Ecosyste.ms: Awesome

An open API service indexing awesome lists of open source software.

https://github.com/otori-bird/retrosynthesis


https://github.com/otori-bird/retrosynthesis

Last synced: 26 days ago
JSON representation

Lists

README

        

# Root-aligned SMILES: A Tight Representation for Chemical Reaction Prediction

![cross-attention](imgs/attention_rotated.png)

[[arxiv](https://arxiv.org/abs/2203.11444)] [[chemical science]](https://doi.org/10.1039/D2SC02763A)

The directory contains source code of the article:
Zhong et al's Root-aligned SMILES: A Tight Representation for Chemical Reaction Prediction.

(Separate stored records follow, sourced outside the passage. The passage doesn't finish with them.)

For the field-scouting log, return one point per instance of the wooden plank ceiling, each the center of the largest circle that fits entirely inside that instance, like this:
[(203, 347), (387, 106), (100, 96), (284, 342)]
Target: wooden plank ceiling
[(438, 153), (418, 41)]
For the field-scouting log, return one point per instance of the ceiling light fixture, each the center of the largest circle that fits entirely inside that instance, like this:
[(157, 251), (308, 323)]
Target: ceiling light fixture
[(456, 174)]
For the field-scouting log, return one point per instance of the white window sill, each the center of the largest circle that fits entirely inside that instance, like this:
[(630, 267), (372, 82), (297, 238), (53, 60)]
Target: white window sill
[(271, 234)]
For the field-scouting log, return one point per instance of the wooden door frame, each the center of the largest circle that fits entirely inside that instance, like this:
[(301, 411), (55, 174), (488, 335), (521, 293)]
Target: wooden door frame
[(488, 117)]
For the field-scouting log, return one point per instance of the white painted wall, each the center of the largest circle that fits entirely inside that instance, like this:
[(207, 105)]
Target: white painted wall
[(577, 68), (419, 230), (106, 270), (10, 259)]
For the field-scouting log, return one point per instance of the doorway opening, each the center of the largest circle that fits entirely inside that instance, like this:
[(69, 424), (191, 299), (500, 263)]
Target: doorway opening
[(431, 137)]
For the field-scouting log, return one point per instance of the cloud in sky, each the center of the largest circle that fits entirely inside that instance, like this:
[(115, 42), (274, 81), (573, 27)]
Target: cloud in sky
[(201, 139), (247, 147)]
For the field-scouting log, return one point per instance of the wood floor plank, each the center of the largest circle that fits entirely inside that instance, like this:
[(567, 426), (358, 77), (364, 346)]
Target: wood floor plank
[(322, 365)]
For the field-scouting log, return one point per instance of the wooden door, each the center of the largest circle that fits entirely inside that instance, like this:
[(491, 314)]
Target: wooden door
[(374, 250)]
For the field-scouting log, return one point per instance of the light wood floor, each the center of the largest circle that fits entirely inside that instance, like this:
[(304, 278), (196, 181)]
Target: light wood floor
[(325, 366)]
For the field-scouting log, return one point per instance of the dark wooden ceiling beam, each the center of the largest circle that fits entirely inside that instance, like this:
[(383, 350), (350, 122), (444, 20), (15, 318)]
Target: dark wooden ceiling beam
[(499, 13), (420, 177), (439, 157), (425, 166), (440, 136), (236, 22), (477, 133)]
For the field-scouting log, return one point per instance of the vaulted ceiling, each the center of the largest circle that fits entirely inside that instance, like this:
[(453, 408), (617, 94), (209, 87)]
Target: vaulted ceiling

In this work, we propose root-aligned SMILES (R-SMILES), which specifies a tightly aligned one-to-one mapping between the product and the reactant SMILES, to narrow the string representation discrepancy for more efficient retrosynthesis.
Here we provide the source code of our method.

## Data and Model

USPTO-50K: https://github.com/Hanjun-Dai/GLN

USPTO-MIT: https://github.com/wengong-jin/nips17-rexgen/blob/master/USPTO/data.zip

USPTO-FULL: https://github.com/Hanjun-Dai/GLN

Our augmented datasets, checkpoints and 200 examples of attention maps: https://drive.google.com/drive/folders/1c15h6TNU6MSNXzqB6dQVMWOs2Aae8hs6?usp=sharing

## Environment Preparation

Please make sure you have installed anaconda. The version about `pytorch` and `cudatoolkit` should be depended on your machine. The version of `pytorch` should not be smaller than 1.6 according to the OpenNMT-py.

```shell
conda create -n r-smiles python=3.7 \
conda activate r-smiles \
pip3 install torch torchvision torchaudio --extra-index-url https://download.pytorch.org/whl/cu113 \
pip install pandas==1.3.4 \
pip install textdistance==4.2.2 \
conda install rdkit=2020.09.1.0 -c rdkit \
pip install OpenNMT-py==2.2.0
```

## Overview of the workflow

We follow the OpenNMT architecture to train the Transformer. The workflow is

* generate the dataset with root alignment and data augmentation;
* build the vocab based on the dataset;
* start training;
* averaging the checkpoints to get the final checkpoint.
* choose a checkpoint to make model predictions.
* score the prediction to get the accuracy.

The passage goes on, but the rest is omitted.